Rigondeaux stymied Solis with his footwork. His defense forced Solis (30-6-1, 14 KOs) to follow him, and pay a price when he got close.
“I thought I won the fight,” Solis said. “Going backwards is no way to win a vacant title. I put the majority of the pressure on him. I’m not going to argue with the judges, but I thought I did enough to win.
“The punch surprised me on the knockdown, but I wasn’t hurt. I was ready to fight immediately right after.
“I hurt him in the first round and that’s what caused him to run. I’d like a rematch because I thought I got the better of him tonight.”
In a 12-round WBA junior lightweight title eliminator, Jayson Velez (29-6-1, 21 KOs) started strong and faded, possibly from trying to make the 130-pound weight limit three times, against Panamanian Jaime Arboleda on the first TV fight.
Each promised a knockout.
What they delivered was an early 2020 Fight of the Year candidate.
Arboleda (16-1, 13 KOs) got up from a 12th-round knockdown to win a split-decision over Velez, whose energy output dropped in the middle rounds, then surged back late.
Apparently, it was too late.
Judges Bernard Bruni and Eric Marlinski saw the same fight, awarding it to Arboleda by 114-113 scores, while judge Glenn Feldman had it 115-112 for Velez (29-6-1, 21 KOs).
“Jayson Velez is a great fighter and has a great style,” Arboleda said. “He was trying to use that to break me down tonight. Velez has faced a lot of good fighters and I believe I belong with those fighters. I had him hurt badly a few times, but I just got a little bit ahead of myself and didn’t finish.
“My next fight is up to my team. I’m in line for the title, but we’ll see how things play out. I want to stay busy for sure this year.
“It was a clean shot on the knockdown but it happened because I wasn’t doing what I was supposed to stylistically and with my footwork. I was a bit tired, but I wasn’t too hurt. I went right back to fighting.”
Arboleda, who went the 12-round distance for the first time in his career, landed 239/868 (28%) total punches, 58/375 (15%) jabs and 181/493 (37%) power punches.
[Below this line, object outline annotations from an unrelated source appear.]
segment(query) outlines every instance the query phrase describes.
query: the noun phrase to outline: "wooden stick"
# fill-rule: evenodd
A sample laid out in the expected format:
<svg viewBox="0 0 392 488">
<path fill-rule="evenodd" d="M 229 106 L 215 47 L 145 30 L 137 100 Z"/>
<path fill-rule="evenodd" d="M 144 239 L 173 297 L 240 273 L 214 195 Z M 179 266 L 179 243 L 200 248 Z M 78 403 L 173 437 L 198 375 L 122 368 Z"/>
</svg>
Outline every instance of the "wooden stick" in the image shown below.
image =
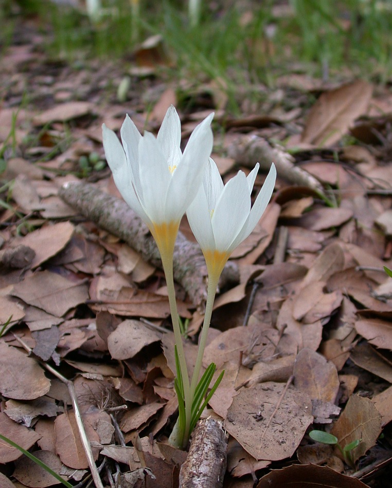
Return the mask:
<svg viewBox="0 0 392 488">
<path fill-rule="evenodd" d="M 16 335 L 15 334 L 13 334 L 12 335 L 29 354 L 31 354 L 33 352 L 32 349 L 29 347 L 19 335 Z M 45 368 L 45 369 L 47 369 L 49 372 L 51 373 L 54 376 L 58 378 L 60 381 L 62 381 L 63 383 L 66 385 L 68 388 L 68 391 L 69 392 L 69 396 L 71 397 L 71 400 L 72 401 L 72 406 L 74 407 L 76 424 L 78 426 L 78 430 L 79 430 L 79 436 L 80 436 L 80 440 L 82 442 L 83 448 L 84 450 L 84 453 L 87 458 L 87 461 L 88 463 L 88 466 L 90 468 L 91 475 L 93 477 L 94 484 L 95 484 L 96 488 L 103 488 L 103 485 L 101 481 L 99 473 L 97 469 L 95 461 L 94 459 L 90 442 L 88 440 L 86 431 L 84 429 L 84 425 L 83 425 L 83 420 L 82 420 L 82 415 L 80 413 L 79 405 L 78 405 L 78 401 L 76 398 L 76 393 L 74 387 L 74 383 L 70 380 L 67 379 L 65 377 L 63 376 L 61 373 L 59 373 L 57 370 L 55 369 L 54 368 L 52 368 L 46 363 L 37 358 L 36 360 L 39 361 L 42 366 Z"/>
<path fill-rule="evenodd" d="M 147 226 L 122 200 L 101 191 L 90 183 L 66 183 L 59 195 L 68 205 L 101 229 L 125 241 L 145 260 L 162 267 L 158 248 Z M 184 287 L 193 304 L 204 312 L 207 299 L 208 273 L 197 243 L 179 232 L 174 254 L 174 279 Z M 228 262 L 222 273 L 220 288 L 239 281 L 236 264 Z"/>
<path fill-rule="evenodd" d="M 222 488 L 227 447 L 227 436 L 221 422 L 210 417 L 199 420 L 180 471 L 181 488 Z"/>
<path fill-rule="evenodd" d="M 320 182 L 302 168 L 294 165 L 295 160 L 281 147 L 273 147 L 265 139 L 257 136 L 241 136 L 227 147 L 227 155 L 240 164 L 253 168 L 256 162 L 260 168 L 268 171 L 274 163 L 279 178 L 293 184 L 307 186 L 324 195 Z"/>
</svg>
Velez countered with 269/937 (29%) total punches, 44/245 (18%) jabs and 225/692 (33%) power shots.
“It was a close fight, but I think I won the fight,” Velez said. “It could have gone either way. I think I knocked him down twice but they didn’t count one of them. It’s okay. I showed that I’m a warrior like always. I have six losses now but I’ve never been knocked out. I’m still here, and I believe I’ll be world champion someday.”
Junior welterweight Gary Antuanne Russell (13-0, 13 KOs) remained perfect by stopping Jose Marrufo (12-10-2, 1 KO) with a right hook at 2:12 of the first round in what was a scheduled 10-rounder. Junior middleweight Jamontay Clark (15-1-1, 7 KOs) beat Anthony Lenk (16-7, 7 KOs) by eight-round unanimous decision.
Bantamweight Gary Antonio Russell (17-0, 13 KOs) bettered Jesus Martínez (27-11, 13 KOs) with a sixth-round disqualification at 1:31 in a scheduled eight-rounder. The disqualification was due to low blows.
In a scheduled four-round welterweight bout, Marlon Bolen (4-0, 3 KOs) stopped Larry Ventus (9-15-1, 4 KOs) at 2:58 of the second round. Junior featherweight Rajon Chance made his pro debut with a first-round TKO at 2:41 over Joseph Quintana (0-3) in a scheduled four-rounder.
Bantamweight Jonathan Rodriguez (8-0, 3 KOs) won a six-round unanimous decision over Edson Eduardo Neri (3-5, 2 KOs). In a scheduled four-rounder, junior lightweight Martino Jules (9-0, 2 KO) stopped Pablo Cupul (10-31, 5 KOs) at 2:39 of the first round.